A centrocampo torna protagonista Hakan Çalhanoğlu, fresco di qualificazione ai Mondiali con la sua Turchia dopo 24 anni: qualità, visione e geometrie per ridare ritmo a una squadra apparsa spenta nelle ultime uscite.

In attacco resta il dubbio: due maglie per tre. Lautaro Martínez, Marcus Thuram e Francesco Pio Esposito si giocano una maglia da titolare. Il capitano nerazzurro ha lavorato ad Appiano durante la sosta per arrivare al top alla sfida contro la Roma, un match che può indirizzare la corsa scudetto.

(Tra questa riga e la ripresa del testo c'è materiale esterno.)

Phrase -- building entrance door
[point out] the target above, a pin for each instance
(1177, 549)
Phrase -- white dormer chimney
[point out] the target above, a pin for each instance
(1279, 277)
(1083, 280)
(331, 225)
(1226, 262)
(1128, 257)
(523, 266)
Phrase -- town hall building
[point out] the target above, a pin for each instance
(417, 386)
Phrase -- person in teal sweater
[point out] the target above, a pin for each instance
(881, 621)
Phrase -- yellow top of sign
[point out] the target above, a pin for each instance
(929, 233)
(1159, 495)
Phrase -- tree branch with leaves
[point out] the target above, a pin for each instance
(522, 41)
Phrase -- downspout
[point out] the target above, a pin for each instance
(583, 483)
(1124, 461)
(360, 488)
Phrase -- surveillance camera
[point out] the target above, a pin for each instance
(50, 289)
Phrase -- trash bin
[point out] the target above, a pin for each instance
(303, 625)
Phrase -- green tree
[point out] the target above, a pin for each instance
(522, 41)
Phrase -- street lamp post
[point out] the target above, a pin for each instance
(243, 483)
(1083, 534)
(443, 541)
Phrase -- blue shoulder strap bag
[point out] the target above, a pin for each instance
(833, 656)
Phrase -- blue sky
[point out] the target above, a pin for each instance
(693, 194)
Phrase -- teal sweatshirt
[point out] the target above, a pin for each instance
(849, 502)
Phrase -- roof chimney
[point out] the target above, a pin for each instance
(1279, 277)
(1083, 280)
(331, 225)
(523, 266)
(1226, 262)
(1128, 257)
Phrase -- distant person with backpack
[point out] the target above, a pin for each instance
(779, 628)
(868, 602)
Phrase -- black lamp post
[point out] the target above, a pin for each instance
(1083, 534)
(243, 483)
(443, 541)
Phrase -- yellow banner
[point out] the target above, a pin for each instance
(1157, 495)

Le sensazioni portano verso il ritorno della “ThuLa”: affidarsi agli strappi del Toro e alla voglia di riscatto di Thuram, tornato al gol con la Francia contro la Colombia. L’obiettivo è chiaro: battere la Roma e provare l’allungo decisivo, sfruttando anche lo scontro diretto tra Napoli e Milan, le principali rivali nella corsa al titolo.